Known-Groups validation: Can be either construct or criterion validity, “depending on investigator’s intent”. How well does a scale differentiate members from Group A from Group B, judging on the scale output.

Q: How strong should correlations be in order to demonstrate Construct Validity? No cut off, but essentially above what would otherwise be found due to simple method variance (random error normally established through the covariation of these two)

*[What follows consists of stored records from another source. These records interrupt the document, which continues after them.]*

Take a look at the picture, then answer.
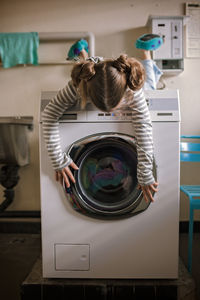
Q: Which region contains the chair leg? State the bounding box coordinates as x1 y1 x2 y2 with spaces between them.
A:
188 205 194 273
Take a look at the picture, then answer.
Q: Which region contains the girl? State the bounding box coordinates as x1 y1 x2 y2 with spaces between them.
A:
43 35 161 202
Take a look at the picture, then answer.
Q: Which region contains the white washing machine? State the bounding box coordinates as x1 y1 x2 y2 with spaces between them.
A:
40 90 180 278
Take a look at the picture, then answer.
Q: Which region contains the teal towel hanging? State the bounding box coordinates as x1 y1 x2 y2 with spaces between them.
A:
0 32 39 68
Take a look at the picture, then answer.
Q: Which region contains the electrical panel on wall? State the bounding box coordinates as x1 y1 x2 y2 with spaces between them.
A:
147 16 185 75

Multitrait-multimethod Matrix: 

Used to examine construct validity: (how well a measure actually measures what it is actually claiming to measure), but measuring more than one construct with more than one method, creating a matrix of correlations between measurements. Be careful that the correlation is not strong because of “method correlation” (how it is measured) but more as a function of Construct covariation (what is being measured). If measures are related, they score high on convergent validity (similarity between measures of theoretically related constructs; how well are two measures related in relation to their (should be) strong theoretical relatedness). The opposite, Discriminant/Divergent validity would hold if there is no correlation between measures of unrelated constructs, the measures show this. So, if two measures are in fact unrelated, how unrelated are they?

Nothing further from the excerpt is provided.